Ken Booth: Credit Acceptance is known for being the best at working with the nonprime consumer base. We are proud to have great products, capabilities, support and sales teams to back that up.
This year, we’re focused on making our products better. That means giving dealers the tools they need to responsibly say “yes” to any consumer. To meet that goal, we are putting more resources into engineering and product development and reminding everyone on our team to deeply understand the dealers’ experience as we work with them.
AFN: What is the industry trend that is top of mind for you right now?
KB: Something that’s top of mind for me is access to credit for consumers and the impact of inflation on consumers.

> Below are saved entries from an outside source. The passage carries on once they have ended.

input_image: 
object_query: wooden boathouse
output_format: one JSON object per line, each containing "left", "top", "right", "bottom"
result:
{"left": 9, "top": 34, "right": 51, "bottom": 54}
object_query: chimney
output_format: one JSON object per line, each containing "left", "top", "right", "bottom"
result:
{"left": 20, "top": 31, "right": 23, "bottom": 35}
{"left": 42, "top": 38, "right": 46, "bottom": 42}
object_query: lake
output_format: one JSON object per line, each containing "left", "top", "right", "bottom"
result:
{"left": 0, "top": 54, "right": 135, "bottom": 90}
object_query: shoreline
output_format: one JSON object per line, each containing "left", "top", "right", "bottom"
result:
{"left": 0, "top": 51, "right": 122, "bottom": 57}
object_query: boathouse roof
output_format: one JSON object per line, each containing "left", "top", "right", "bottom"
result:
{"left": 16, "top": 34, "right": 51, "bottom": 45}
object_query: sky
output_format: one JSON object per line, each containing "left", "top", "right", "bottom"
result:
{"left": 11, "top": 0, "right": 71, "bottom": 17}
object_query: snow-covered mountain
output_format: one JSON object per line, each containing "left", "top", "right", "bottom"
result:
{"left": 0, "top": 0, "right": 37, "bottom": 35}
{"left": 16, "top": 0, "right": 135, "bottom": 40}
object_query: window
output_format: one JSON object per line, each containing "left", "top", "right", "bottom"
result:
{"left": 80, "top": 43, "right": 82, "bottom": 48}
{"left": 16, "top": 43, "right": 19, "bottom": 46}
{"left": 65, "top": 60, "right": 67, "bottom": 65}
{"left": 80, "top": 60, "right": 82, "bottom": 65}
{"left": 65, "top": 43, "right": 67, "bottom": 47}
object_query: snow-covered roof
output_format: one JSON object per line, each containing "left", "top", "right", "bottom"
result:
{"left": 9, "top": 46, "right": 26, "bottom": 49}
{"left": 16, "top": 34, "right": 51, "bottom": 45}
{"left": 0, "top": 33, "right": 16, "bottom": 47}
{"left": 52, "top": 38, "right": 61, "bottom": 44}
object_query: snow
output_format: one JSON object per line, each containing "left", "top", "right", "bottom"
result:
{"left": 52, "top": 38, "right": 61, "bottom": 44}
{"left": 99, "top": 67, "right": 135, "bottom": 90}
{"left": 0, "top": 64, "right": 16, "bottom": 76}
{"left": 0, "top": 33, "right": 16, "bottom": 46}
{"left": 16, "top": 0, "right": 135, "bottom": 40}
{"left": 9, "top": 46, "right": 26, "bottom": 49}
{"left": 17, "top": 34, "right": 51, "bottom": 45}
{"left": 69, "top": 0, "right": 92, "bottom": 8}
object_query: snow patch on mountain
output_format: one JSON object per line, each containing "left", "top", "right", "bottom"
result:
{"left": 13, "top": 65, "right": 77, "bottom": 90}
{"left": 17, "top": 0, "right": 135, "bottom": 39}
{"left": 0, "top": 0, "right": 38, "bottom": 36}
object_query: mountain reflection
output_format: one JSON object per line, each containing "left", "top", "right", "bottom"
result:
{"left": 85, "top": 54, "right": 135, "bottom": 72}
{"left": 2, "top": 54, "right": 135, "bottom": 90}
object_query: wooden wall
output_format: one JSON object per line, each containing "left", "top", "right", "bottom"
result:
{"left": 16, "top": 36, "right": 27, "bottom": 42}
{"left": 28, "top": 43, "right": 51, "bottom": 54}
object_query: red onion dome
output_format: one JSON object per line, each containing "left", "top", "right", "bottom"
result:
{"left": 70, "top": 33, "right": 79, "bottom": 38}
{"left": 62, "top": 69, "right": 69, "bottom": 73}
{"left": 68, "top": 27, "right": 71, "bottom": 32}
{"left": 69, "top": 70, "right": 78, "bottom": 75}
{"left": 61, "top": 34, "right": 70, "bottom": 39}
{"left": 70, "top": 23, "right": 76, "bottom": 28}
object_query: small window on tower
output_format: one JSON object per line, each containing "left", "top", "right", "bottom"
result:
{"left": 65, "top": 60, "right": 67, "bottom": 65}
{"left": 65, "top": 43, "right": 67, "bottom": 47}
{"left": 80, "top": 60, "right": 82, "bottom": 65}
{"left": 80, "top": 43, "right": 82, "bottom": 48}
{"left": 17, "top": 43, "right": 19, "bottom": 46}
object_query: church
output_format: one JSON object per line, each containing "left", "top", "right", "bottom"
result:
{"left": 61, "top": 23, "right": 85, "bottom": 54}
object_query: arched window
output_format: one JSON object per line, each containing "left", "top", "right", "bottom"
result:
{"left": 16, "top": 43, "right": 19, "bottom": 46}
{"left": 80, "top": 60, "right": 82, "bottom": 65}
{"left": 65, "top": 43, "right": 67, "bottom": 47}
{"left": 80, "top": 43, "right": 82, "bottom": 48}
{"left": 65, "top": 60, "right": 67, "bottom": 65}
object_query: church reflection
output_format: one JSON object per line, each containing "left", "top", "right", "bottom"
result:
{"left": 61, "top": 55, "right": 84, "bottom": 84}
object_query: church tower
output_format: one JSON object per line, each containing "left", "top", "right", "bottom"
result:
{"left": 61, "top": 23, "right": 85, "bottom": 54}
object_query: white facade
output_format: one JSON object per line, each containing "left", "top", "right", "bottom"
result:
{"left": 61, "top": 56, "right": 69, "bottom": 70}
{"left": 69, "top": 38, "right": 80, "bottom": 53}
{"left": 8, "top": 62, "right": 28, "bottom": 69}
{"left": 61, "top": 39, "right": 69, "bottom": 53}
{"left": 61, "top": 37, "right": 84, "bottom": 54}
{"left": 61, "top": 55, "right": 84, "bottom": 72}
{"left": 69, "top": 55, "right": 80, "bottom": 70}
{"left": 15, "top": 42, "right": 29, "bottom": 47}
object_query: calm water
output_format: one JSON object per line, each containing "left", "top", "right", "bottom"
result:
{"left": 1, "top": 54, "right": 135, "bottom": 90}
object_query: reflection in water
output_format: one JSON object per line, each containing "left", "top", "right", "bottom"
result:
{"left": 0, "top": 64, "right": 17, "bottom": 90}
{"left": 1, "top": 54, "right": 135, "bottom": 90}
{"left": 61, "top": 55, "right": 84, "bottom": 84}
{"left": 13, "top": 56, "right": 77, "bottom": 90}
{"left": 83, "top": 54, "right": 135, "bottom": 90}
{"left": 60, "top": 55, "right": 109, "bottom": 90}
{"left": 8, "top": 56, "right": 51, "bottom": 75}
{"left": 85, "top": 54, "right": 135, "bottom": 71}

While we cannot control inflation, Credit Acceptance, through its network of dealers, does provide consumers with access to the credit they need to buy a car, which is particularly important for the many who may not qualify for traditional financing. That is a major factor in why we are always working to help our dealers provide consumers with credit access and help them grow their business as a result.
AFN: What is your favorite piece of leadership advice you ever received?
KB: That for dealers, it’s not about selling a car — it’s about building a business. For Credit Acceptance, it’s not a transaction, it’s the chance to build a long-term relationship. That’s directly from our founder, Don Foss. Focusing on building relationships is how we approach not just our work with dealers, but also our workplace culture.
AFN: Who has had the biggest influence on your career?
KB: Our former CEO Brett Roberts. We worked together for a long time, and he was a great mentor to me. He pushed me to focus on what matters and execute flawlessly against those focus areas. It’s what I strive to work toward as a leader and it’s often the advice I’ll give our teams as well.
Clarity on focus is what drives success.
AFN: What do you think is the most underrated lending trend?
KB: Serving the nonprime consumer. For those who don’t qualify for traditional financing, the experience of buying a car can feel like an uphill battle. It’s something I think about a lot.
We’ve spoken to many customers who are credit-building or credit-rebuilding, and they can feel stigmatized in the process of trying to secure financing to buy a car. At the same time, over half of adults have less than prime credit, about 55%. That’s a huge segment of the population that a lot of companies are ignoring or not investing in supporting.
It’s unfortunate because we have so much data today that shows how access to cars really improves a person’s quality of life. Without access to a car or public transit, securing and maintaining a job becomes nearly impossible, with significant economic ripple effects for families and communities. It erodes public health, undermines economic mobility and perpetuates inequality.